The Satyam fraud has been unraveling for some time now. First the World Bank denied to do business with the company as Satyam had stolen data and bribed bank officials. Then in December, Satyam’s investors revolted after the company proposed buying two firms with ties to Mr. Raju’s sons. Also several directors quit, and the founders suffered margin calls that forced them to sell stock.
The chairman, B. Ramalinga Raju, resigned on Wednesday (6th of January 2009) after revealing that he had systematically falsified accounts as the company expanded from a small firm to a large MNC.
Mr. Raju said that 50.4 billion rupees of the 53.6 billion rupees in cash and bank loans the company listed as assets for its second quarter were nonexistent. Revenue for the quarter was 20 percent lower than the 27 billion rupees and the company’s operating margin was a fraction of what was declared.
Mr. Raju said he sincerely apologized to shareholders and employees and asked them to stand by the company. “I am now prepared to subject myself to the laws of the land and face consequences thereof”, he said.
In the four-and-a-half page letter distributed by the Bombay stock exchange, Mr. Raju described a small discrepancy that grew beyond his control.
“What started as a marginal gap between actual operating profit and the one reflected in the books of accounts continued to grow over the years. It has attained unmanageable proportions as the size of company operations grew,” he wrote.
News of the scandal quickly sent jitters through the Indian stock market, and the benchmark Sensex index fell more than 5 percent. Shares in Satyam fell more than 70 percent.

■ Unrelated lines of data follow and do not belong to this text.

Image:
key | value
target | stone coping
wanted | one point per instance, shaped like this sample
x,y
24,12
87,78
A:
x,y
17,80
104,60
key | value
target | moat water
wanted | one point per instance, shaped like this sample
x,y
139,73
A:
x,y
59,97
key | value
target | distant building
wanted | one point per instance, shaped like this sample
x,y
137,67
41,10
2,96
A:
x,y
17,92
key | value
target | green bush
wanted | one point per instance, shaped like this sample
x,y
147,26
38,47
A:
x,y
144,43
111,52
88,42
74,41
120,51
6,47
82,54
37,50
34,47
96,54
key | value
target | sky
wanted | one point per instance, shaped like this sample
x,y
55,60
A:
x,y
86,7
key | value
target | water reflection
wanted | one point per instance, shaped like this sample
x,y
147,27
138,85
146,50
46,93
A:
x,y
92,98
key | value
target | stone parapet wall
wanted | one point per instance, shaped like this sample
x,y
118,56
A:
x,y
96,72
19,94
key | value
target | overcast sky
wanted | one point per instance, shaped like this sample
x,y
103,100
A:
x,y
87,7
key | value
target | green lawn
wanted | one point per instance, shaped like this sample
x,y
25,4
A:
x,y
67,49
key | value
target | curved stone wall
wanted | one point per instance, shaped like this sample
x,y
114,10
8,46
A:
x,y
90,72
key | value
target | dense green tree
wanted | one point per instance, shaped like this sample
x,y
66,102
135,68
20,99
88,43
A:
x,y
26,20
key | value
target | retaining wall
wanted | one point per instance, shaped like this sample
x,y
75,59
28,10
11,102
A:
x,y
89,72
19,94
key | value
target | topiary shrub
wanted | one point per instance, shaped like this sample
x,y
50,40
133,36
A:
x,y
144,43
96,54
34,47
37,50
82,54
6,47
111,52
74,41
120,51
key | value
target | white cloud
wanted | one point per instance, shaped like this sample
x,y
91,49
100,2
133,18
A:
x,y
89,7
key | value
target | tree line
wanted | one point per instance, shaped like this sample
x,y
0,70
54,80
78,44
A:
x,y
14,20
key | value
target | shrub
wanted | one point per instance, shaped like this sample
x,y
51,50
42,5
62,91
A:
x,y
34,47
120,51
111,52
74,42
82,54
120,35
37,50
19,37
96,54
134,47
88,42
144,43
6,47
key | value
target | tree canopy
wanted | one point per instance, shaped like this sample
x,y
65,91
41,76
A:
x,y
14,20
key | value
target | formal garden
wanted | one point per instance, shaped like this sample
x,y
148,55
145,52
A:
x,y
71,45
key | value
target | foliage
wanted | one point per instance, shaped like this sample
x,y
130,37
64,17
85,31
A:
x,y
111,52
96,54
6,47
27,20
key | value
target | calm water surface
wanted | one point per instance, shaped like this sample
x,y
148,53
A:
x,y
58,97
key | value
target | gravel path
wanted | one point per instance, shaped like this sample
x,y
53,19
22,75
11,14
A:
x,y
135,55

Satyam trading in the New York Stock Exchange has been suspended indefinitely. The India Stock Exchange has also taken Satyam out of its Nifty Fifty stock index.
Satyam serves as the back office for some of the largest banks, manufacturers, health care and media companies in the world. Clients included General Electric, General Motors, Nestlé and the United States government. The revelations could cause a major shake-up in India’s enormous outsourcing industry and may force many large companies to investigate and perhaps revamp their back offices. It also spreads doubts over accounting standards in India as a whole.
The FIFA (Soccer) World Cups in South Africa in 2010 and 2014 in Brazil may need a new “official IT services provider as Satyam might not be able to meet its commitments.
The London-based World Council on Corporate Governance revoked the “Golden Peacock Global Award for Corporate Governance” it awarded the company in September.